Mitsdien zal in totaal aan verzoeker een vergoeding van € 95,= (1x een dagvergoeding van € 95,= voor de door verzoeker in verzekering doorgebracht dag in een politiecel) worden toegekend.
Beslissing
De rechtbank:
- kent verzoeker ten laste van de Staat een vergoeding toe ten bedrage van € 95,= (zegge VIJFENNEGENTIG EURO), voor de schade, die hij heeft geleden tengevolge van de door hem ondergane verzekering.
Deze beslissing is gegeven in openbare raadkamer van deze rechtbank op 11 maart 2005 door
mr. Van Boven, rechter, in tegenwoordigheid van Meulendijk, griffier.

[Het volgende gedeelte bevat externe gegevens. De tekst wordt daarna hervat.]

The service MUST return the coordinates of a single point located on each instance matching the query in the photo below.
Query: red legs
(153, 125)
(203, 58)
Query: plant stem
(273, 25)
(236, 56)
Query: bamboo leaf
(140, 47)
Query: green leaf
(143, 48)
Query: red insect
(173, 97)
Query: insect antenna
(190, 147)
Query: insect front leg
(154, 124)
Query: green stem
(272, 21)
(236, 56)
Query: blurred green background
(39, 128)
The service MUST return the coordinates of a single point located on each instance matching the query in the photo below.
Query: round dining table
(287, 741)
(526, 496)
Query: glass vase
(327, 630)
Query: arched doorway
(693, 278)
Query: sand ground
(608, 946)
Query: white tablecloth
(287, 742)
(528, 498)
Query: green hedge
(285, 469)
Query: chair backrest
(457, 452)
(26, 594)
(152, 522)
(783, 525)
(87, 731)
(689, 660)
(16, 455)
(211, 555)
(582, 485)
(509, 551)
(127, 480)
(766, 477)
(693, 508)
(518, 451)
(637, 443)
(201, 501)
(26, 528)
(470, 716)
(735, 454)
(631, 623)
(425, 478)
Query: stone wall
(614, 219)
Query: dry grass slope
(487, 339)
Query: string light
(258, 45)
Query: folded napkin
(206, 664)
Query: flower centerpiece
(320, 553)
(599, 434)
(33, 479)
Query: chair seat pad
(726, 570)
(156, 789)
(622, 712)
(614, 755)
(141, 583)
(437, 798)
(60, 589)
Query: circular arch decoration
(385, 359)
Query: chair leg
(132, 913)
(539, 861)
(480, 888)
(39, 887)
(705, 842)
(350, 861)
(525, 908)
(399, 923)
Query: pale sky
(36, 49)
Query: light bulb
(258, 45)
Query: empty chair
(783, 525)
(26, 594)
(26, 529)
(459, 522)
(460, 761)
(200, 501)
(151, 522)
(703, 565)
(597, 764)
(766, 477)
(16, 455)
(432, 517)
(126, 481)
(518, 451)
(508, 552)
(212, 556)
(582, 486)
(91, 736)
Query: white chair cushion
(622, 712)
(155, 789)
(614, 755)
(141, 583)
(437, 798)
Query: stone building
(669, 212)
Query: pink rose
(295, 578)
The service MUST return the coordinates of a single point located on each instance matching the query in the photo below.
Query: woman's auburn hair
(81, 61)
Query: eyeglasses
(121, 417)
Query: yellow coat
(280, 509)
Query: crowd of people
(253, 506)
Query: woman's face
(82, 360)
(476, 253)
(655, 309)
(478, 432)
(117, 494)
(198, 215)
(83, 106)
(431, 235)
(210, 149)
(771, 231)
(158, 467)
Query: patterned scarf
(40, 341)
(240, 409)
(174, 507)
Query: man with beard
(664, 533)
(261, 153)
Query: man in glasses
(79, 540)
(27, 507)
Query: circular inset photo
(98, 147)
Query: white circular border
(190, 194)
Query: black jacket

De fungerend voorzitter mr. Van Boven, beveelt de griffier van deze rechtbank de bij beschikking van deze rechtbank d.d. 11 maart 2005, na het onherroepelijk worden van deze beschikking, vastgestelde vergoeding ten bedrage van:
€ 95,= (zegge VIJFENNEGENTIG EURO), ten laste van de Staat te betalen aan:
[verzoeker], geboren te [geboorteplaats] (Kaapverdië) op [geboortedatum] 1987,
wonende te [adres], door overmaking van vermeld bedrag op bankrekeningnummer [rekeningnummer], ten name van de Stichting Derdengelden Bannenberg, Koevoets & Seebregts, onder vermelding van [achternaam verzoeker]/schadevergoeding.